The T in Parser<T> isn’t restricted to characters and strings, it can be any type. So the rule for parsing parameters will be of type Parser<Parameter>:

    private static readonly Parser<char> EqualSign = Parse.Char('=');

    private static readonly Parser<Parameter> Parameter =
        from name in Token
        from _ in EqualSign
        from value in ParameterValue
        select new Parameter(name, value);

Here we match a token (the parameter name), followed by the '=' sign, followed by a parameter value, and we combine the name and value into a Parameter instance.

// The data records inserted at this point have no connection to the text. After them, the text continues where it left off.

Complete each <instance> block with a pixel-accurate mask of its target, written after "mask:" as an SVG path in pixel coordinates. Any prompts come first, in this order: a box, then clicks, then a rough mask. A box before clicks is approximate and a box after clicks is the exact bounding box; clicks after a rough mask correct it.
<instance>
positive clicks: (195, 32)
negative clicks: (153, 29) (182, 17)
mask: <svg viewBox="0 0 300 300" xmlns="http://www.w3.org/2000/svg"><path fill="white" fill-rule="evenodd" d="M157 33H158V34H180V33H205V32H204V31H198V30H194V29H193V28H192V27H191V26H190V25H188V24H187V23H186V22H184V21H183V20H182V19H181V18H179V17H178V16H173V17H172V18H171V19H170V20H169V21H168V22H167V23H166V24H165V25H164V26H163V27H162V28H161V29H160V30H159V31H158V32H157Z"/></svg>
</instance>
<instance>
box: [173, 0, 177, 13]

Now let’s parse a sequence of one or more parameters. Parameters are separated by commas (','), with optional leading and trailing whitespace (look for "#rule" in RFC 2616 §2.1). The grammar for lists allows several commas without items in between, e.g. "item1 ,, item2,item3, ,item4", so the rule for the delimiter can be written like this:

    private static readonly Parser<char> Comma = Parse.Char(',');

    private static readonly Parser<char> ListDelimiter =
        from leading in Parse.WhiteSpace.Many()
        from c in Comma
        from trailing in Parse.WhiteSpace.Or(Comma).Many()
        select c;

We just match the first comma, the rest can be any number of commas or whitespace characters. We return the comma because we have to return something, but we won’t actually use it.

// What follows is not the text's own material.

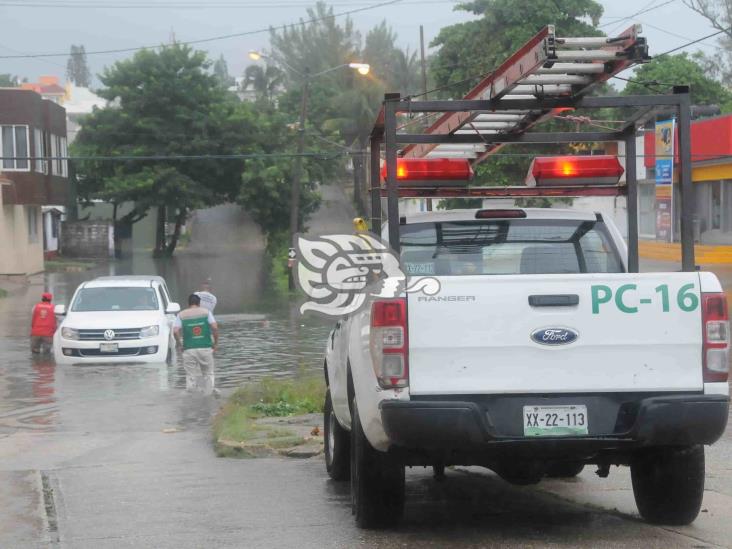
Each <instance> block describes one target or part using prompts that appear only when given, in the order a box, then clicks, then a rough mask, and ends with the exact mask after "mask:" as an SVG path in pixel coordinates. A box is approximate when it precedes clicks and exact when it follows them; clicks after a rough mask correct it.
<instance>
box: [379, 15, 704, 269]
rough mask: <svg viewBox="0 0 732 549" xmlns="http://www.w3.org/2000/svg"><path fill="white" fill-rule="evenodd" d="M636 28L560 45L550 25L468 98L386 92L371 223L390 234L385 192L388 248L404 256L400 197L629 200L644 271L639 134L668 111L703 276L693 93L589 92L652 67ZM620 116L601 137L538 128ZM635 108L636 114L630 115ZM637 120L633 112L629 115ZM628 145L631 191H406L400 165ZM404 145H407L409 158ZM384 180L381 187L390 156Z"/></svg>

We could now match the sequence of parameters like this:

    private static readonly Parser<Parameter[]> Parameters =
        from first in Parameter.Once()
        from others in (
            from _ in ListDelimiter
            from p in Parameter
            select p).Many()
        select first.Concat(others).ToArray();

But it’s not very straightforward… fortunately Sprache provides an easier option with the DelimitedBy method:

    private static readonly Parser<Parameter[]> Parameters =
        from p in Parameter.DelimitedBy(ListDelimiter)
        select p.ToArray();

Parsing the challenge

We’re almost done. We now have everything we need to parse the whole challenge. Let’s define a class to represent it first:

class Challenge
    public Challenge(string scheme, Parameter[] parameters)
        Scheme = scheme;
        Parameters = parameters;
    public string Scheme { get; }
    public Parameter[] Parameters { get; }

And finally we can write the top-level rule:

    public static readonly Parser<Challenge> Challenge =
        from scheme in Token
        from _ in Parse.WhiteSpace.AtLeastOnce()
        from parameters in Parameters
        select new Challenge(scheme, parameters);

Note that I made this rule public, unlike the others: it’s the only one we need to expose.

Using the parser

Our parser is done, now we just have to use it, which is pretty straightforward:

void ParseAndPrintChallenge(string input)
    var challenge = Grammar.Challenge.Parse(input);
    Console.WriteLine($"Scheme: {challenge.Scheme}");
    foreach (var p in challenge.Parameters)
        Console.WriteLine($"- {p.Name} = {p.Value}");

With the OAuth 2.0 challenge example from earlier, this produces the following output:

Scheme: Bearer
- realm = FooCorp
- error = invalid_token
- error_description = The access token has expired

If there’s a syntax error in the input text, the Parse will throw a ParseException with a message describing where and why the parsing failed. For instance, if I remove the space between "Bearer" and "realm", I get the following error:

Parsing failure: unexpected ‘=’; expected whitespace (Line 1, Column 12); recently consumed: earerrealm

You can find the full code for this article here.


As you can see, Sprache makes it very simple to parse complex text. The code isn’t particularly short, but it’s completely declarative; there are no loops, no conditionals, no temporary variables, no state… This makes it very easy to understand, and it can easily be compared with the actual grammar definition to check its correctness. It also provides pretty good feedback in case of error, which is hard to accomplish with a hand-built parser.